Sure, will. Hopefully by Friday we will have a definite date.


----------



## Callin

I always use online prepeid phone cards. It is really convinient when I am travelling or I need to mekr international calls. I discovered that some times rates of calling cards for mobile even cheaper then landline because of local access number. Currently more countris have local access with own rates.


----------



## jkchawner

just a thought if u buy a 3 skype phone which i brought all my family by the way. u can call each other for free anyway the phones are only about £30 and u just have to top up with a minimum of a tenner every 3 months. so why not buy two one for use in the uk and one for yourself. what a way to be able to call whenever u want for for as long as u want werever u want!
i swear by mine called home from ibiza every day for up to an hour a time great bit of kit.
go on 3's website and have a look.
then your always in instead of being tied to a pc
hope this helps u.
hopefully be moving to benidorm myself this coming year


----------



## jkchawner

*skype mobile*

3 - Mobiles - 3 Skypephone
theres the link or u can get them on ebay for around £30


----------



## Callin

jkchawner said:


> just a thought if u buy a 3 skype phone which i brought all my family by the way. u can call each other for free anyway the phones are only about £30 and u just have to top up with a minimum of a tenner every 3 months. so why not buy two one for use in the uk and one for yourself. what a way to be able to call whenever u want for for as long as u want werever u want!
> i swear by mine called home from ibiza every day for up to an hour a time great bit of kit.
> go on 3's website and have a look.
> then your always in instead of being tied to a pc
> hope this helps u.
> hopefully be moving to benidorm myself this coming year


You are right. Skype phone is most convinient, but you depend on Wi-Fi.
So prepaid cards are universal.


----------



## jkchawner

Callin said:


> You are right. Skype phone is most convinient, but you depend on Wi-Fi.
> So prepaid cards are universal.


no skype phones on 3 run through the network not wifi


----------



## Burriana Babs

Let me see if I understand this skype thing. If I buy a skype phone for myself and one for my son in the US then I can call him cheaply. Do I have to use it through the wifi I have set up for my computer? Does my computer have to be turned on to use it? Or does it work directly through the entry point for my wifi?


----------



## jkchawner

Burriana Babs said:


> Let me see if I understand this skype thing. If I buy a skype phone for myself and one for my son in the US then I can call him cheaply. Do I have to use it through the wifi I have set up for my computer? Does my computer have to be turned on to use it? Or does it work directly through the entry point for my wifi?

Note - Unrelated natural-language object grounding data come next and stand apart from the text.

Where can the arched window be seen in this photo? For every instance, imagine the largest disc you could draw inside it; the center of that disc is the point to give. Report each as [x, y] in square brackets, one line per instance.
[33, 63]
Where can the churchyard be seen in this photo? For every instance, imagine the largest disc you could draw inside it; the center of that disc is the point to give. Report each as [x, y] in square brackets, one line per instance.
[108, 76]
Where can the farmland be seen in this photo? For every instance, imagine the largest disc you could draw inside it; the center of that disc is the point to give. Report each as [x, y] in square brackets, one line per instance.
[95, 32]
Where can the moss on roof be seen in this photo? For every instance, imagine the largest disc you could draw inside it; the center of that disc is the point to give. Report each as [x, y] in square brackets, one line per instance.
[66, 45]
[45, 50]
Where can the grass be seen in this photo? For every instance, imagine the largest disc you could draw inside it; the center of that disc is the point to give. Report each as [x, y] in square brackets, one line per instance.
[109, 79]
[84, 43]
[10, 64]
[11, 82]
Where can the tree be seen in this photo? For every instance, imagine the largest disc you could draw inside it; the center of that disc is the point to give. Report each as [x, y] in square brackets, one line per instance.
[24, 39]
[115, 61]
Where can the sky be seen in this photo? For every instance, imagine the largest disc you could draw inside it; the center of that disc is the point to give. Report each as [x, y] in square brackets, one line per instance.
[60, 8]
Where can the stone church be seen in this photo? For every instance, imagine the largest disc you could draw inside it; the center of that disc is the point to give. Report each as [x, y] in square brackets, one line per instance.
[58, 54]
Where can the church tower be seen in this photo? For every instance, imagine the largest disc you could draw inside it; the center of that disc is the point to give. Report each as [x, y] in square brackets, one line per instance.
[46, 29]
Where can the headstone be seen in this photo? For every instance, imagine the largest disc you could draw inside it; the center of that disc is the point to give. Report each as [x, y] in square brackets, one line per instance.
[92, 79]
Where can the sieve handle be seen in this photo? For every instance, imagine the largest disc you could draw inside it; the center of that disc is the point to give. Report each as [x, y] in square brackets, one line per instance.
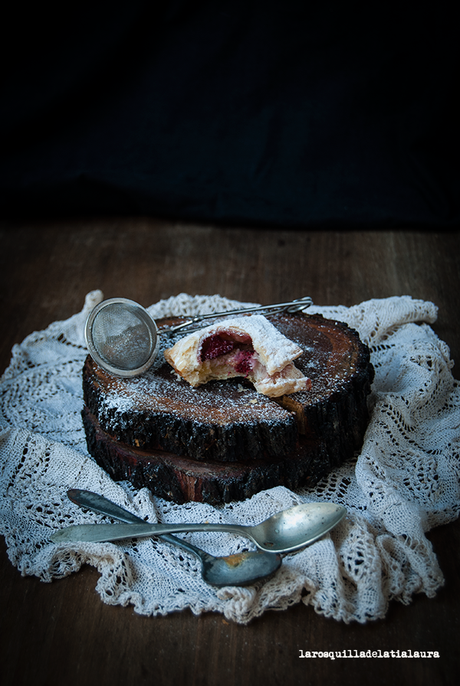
[292, 306]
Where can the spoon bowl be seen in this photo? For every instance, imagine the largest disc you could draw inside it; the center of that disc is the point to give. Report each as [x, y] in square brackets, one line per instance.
[240, 569]
[283, 532]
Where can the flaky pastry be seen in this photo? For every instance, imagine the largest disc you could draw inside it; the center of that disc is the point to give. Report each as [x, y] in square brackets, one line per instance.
[248, 346]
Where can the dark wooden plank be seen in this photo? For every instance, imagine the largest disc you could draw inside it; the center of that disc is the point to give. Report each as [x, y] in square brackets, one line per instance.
[61, 632]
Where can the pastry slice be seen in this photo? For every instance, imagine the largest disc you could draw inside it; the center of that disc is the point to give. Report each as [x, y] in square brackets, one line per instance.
[248, 346]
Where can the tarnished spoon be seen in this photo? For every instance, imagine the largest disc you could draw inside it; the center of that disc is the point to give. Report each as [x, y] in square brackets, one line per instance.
[240, 569]
[282, 533]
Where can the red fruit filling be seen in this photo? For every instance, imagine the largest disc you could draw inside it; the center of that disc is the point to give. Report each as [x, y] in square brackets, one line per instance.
[243, 362]
[223, 343]
[215, 346]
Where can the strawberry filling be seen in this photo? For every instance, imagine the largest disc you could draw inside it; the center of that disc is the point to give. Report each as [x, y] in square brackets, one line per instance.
[235, 349]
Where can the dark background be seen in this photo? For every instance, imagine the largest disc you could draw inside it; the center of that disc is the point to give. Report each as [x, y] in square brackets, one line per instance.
[278, 113]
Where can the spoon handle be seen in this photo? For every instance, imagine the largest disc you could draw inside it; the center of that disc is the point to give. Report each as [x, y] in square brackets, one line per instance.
[291, 306]
[97, 533]
[98, 503]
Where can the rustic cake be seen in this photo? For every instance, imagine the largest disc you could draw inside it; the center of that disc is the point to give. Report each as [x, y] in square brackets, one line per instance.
[223, 440]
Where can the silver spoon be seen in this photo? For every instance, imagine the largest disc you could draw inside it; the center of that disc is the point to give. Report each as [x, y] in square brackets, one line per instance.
[239, 569]
[282, 533]
[123, 339]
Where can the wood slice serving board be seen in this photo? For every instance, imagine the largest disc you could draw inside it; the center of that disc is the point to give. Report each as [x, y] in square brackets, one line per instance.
[224, 441]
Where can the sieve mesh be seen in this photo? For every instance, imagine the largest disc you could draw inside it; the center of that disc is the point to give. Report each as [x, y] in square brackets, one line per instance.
[121, 337]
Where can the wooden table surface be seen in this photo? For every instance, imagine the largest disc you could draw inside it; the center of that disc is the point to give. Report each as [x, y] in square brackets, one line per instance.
[62, 633]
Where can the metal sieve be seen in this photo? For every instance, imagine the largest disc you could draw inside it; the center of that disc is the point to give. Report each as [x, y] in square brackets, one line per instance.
[123, 339]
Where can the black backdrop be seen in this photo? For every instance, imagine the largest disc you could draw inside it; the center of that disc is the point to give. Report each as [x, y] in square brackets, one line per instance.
[286, 113]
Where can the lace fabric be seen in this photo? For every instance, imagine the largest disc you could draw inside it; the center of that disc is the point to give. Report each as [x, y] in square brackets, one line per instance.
[404, 482]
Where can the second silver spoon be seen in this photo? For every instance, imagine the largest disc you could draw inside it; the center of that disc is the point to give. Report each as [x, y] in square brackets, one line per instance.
[284, 532]
[240, 569]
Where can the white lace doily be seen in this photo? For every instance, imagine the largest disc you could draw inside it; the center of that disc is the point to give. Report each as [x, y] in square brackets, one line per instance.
[404, 482]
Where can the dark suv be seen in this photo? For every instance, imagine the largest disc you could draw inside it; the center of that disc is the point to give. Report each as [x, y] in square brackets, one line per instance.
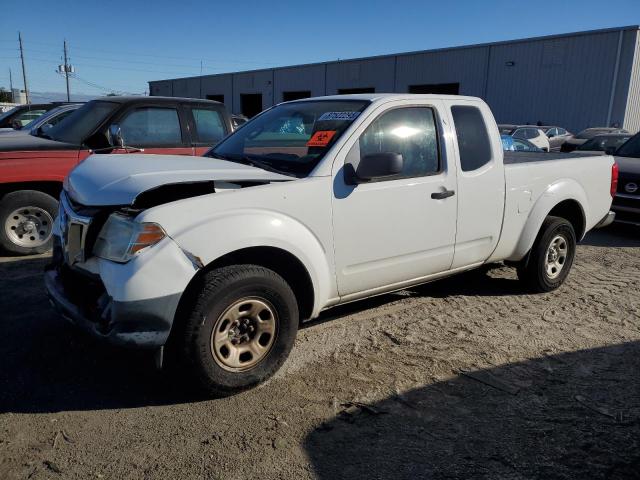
[626, 203]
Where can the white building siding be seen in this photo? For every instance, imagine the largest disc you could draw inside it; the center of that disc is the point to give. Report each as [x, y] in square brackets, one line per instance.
[574, 80]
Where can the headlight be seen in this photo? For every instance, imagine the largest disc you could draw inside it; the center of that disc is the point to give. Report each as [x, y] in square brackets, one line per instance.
[121, 238]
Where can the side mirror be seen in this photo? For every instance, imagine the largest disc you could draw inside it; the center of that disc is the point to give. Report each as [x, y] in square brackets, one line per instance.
[44, 128]
[378, 165]
[115, 136]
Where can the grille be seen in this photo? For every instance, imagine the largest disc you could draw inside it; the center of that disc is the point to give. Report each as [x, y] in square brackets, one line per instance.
[73, 229]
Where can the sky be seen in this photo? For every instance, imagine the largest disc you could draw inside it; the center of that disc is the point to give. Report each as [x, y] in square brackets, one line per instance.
[121, 45]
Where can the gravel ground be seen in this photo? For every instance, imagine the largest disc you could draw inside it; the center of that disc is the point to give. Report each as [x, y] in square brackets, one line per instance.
[464, 378]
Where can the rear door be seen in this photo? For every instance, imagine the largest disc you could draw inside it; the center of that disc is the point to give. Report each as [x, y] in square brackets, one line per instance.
[155, 129]
[481, 183]
[395, 230]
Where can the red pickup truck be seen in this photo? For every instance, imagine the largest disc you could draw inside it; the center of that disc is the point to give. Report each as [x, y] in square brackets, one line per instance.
[32, 168]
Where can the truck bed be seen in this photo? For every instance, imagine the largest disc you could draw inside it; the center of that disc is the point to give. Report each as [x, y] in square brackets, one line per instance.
[511, 157]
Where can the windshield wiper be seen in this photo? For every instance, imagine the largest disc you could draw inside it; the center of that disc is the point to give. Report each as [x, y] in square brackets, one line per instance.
[247, 160]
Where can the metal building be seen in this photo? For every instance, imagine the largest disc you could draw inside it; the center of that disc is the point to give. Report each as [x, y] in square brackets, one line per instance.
[574, 80]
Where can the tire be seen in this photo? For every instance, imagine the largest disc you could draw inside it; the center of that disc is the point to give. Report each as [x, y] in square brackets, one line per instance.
[223, 300]
[551, 256]
[26, 222]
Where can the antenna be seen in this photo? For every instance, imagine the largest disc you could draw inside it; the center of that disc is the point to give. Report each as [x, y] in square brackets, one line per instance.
[24, 72]
[66, 70]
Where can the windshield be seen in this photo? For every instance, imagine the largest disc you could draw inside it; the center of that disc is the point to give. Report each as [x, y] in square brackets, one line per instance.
[291, 138]
[591, 132]
[8, 113]
[79, 125]
[603, 143]
[631, 148]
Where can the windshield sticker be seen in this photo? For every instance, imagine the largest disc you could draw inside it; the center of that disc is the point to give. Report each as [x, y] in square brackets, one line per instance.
[321, 138]
[340, 116]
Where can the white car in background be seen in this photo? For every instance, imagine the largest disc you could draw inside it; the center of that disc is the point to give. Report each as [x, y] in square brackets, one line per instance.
[527, 132]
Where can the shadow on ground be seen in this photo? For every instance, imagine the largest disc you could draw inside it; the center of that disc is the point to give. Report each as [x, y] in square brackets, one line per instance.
[615, 235]
[49, 366]
[575, 415]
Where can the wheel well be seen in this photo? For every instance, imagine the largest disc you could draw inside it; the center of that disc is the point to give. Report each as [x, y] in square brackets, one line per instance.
[571, 211]
[50, 188]
[280, 261]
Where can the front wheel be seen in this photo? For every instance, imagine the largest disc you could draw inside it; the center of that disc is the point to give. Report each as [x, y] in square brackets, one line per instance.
[240, 329]
[551, 256]
[26, 222]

im not 100% sure if it will work for the usa you will have to check with 3 on the website. i no for a fact it works in europe i used mine in benidorm and ibiza with no problems at all. as for how does it work u just pick the mobile up and make a call using the skype button to any other skype number and its free. no conection to anything needed. just use the link on the website for your query and good luck hope it works for u. can u update if it does please.


----------



## Burriana Babs

Will let you know if and when I get the skype


----------



## Stravinsky

Burriana Babs said:


> Will let you know if and when I get the skype


This from SKYPE FAQ

Can I call emergency numbers in the US and Canada?
*
What does " US +1" ("DE +49", "GB +44") on the Prefix Selection button mean?*

I subscribe to both Skype Unlimited and Skype Pro. Since the latest Skype Pro subscription includes free calling benefits within US and Canada, can I cancel my Skype Unlimited subscription?

*Does the Skype Unlimited Calling plan cover calls to phones in US territories?*

No. The Skype Unlimited Calling plan is applicable in all 50 US states and Canada. US territories (such as American Samoa, Guam, Saipan, Puerto Rico, and the Virgin Islands) are not included in this plan.

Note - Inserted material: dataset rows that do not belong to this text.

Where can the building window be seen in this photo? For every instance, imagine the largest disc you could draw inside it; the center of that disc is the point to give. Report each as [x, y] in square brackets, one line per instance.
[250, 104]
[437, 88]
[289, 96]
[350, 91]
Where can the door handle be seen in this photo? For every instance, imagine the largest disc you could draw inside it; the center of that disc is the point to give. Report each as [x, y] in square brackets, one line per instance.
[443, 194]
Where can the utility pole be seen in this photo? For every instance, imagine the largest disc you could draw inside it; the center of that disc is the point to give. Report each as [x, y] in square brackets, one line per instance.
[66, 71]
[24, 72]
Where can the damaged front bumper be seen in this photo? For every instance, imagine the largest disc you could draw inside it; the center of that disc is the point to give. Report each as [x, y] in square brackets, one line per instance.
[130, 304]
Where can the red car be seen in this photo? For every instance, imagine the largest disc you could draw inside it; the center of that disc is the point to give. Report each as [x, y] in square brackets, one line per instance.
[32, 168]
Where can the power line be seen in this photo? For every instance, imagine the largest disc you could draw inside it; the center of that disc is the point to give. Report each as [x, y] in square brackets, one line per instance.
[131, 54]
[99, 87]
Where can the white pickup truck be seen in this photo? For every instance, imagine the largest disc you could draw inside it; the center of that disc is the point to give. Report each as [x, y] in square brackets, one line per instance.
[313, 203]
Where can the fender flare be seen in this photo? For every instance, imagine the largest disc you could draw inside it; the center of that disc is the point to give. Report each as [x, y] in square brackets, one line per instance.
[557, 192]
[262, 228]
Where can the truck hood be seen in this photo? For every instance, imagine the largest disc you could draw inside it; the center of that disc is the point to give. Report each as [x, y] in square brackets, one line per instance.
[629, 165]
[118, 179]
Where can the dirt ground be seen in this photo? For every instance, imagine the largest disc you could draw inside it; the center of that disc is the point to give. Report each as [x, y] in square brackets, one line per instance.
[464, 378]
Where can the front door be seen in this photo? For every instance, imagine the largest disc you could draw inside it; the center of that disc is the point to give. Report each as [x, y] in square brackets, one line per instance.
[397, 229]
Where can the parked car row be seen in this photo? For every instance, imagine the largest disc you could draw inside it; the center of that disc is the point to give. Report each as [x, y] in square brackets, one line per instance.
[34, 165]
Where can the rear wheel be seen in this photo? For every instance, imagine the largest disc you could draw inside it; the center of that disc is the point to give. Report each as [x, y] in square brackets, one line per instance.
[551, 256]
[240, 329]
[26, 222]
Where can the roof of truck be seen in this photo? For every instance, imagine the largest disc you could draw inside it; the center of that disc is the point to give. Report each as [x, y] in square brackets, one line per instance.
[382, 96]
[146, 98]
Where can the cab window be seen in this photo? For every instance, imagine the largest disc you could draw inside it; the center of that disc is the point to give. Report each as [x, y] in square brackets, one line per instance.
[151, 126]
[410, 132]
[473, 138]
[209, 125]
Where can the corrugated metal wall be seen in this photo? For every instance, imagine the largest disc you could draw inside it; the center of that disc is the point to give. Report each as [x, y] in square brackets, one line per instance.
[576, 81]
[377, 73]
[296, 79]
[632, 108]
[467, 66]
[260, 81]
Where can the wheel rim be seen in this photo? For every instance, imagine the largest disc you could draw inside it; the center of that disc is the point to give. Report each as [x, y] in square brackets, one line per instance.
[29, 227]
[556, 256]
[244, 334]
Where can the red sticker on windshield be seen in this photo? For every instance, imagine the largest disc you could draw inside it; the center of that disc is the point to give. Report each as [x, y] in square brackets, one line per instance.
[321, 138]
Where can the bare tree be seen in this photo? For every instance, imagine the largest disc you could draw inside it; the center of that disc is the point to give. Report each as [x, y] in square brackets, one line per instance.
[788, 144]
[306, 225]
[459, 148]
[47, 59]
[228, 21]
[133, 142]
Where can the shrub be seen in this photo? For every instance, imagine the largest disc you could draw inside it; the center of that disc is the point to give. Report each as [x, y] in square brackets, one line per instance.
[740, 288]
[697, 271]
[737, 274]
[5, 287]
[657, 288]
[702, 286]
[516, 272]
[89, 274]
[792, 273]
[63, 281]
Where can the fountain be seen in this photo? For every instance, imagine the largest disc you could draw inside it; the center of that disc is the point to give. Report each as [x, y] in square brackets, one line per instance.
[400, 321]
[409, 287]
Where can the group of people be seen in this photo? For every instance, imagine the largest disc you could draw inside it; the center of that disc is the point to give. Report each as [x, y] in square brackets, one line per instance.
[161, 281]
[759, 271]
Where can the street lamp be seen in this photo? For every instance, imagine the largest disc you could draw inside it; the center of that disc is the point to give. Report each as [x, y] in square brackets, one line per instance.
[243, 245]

*Would it be free to call cell phones of foreign countries while they are roaming within the US or Canada?*

No. Only calls to US or Canada phones and cell phones are covered under the Skype Unlimited Calling plan. Calls to other cell phones that are roaming within the US or Canada would be charged at normal SkypeOut rates.


----------



## jimjam30

rix said:


> Does anyone know or have any infomation/experience using those simcards , where people from the uk could ring u in spain for free with i think no connection charge  does anyone know what im talking about?? lolz


try buying an orange 5euro card from any of the phone shops it can be used to ring uk landlines and you get about 3hours talk time using the card to ring another mobile you get about an hour,ps you obviously need an orange sim card but it is well worth it to use the sim even for the 5 euro card


----------



## roniebabes

*Happy new year!!!*



rix said:


> Does anyone know or have any infomation/experience using those simcards , where people from the uk could ring u in spain for free with i think no connection charge  does anyone know what im talking about?? lolz


I recently changed my Spanish phone to Movistar. There is a particular tarrif whereby you can ring the UK at certain times, (see below) for a mere 15 cents per minute. This is the best solution I have found. This is for both UK landlines and mobiles - like you I started off using my UK phone, nightmare, then I went to Youiga but this is the best I have found.
All day Sunday & holidays plus from 2000-0800 Monday - Saturday.

All the best!!!!


----------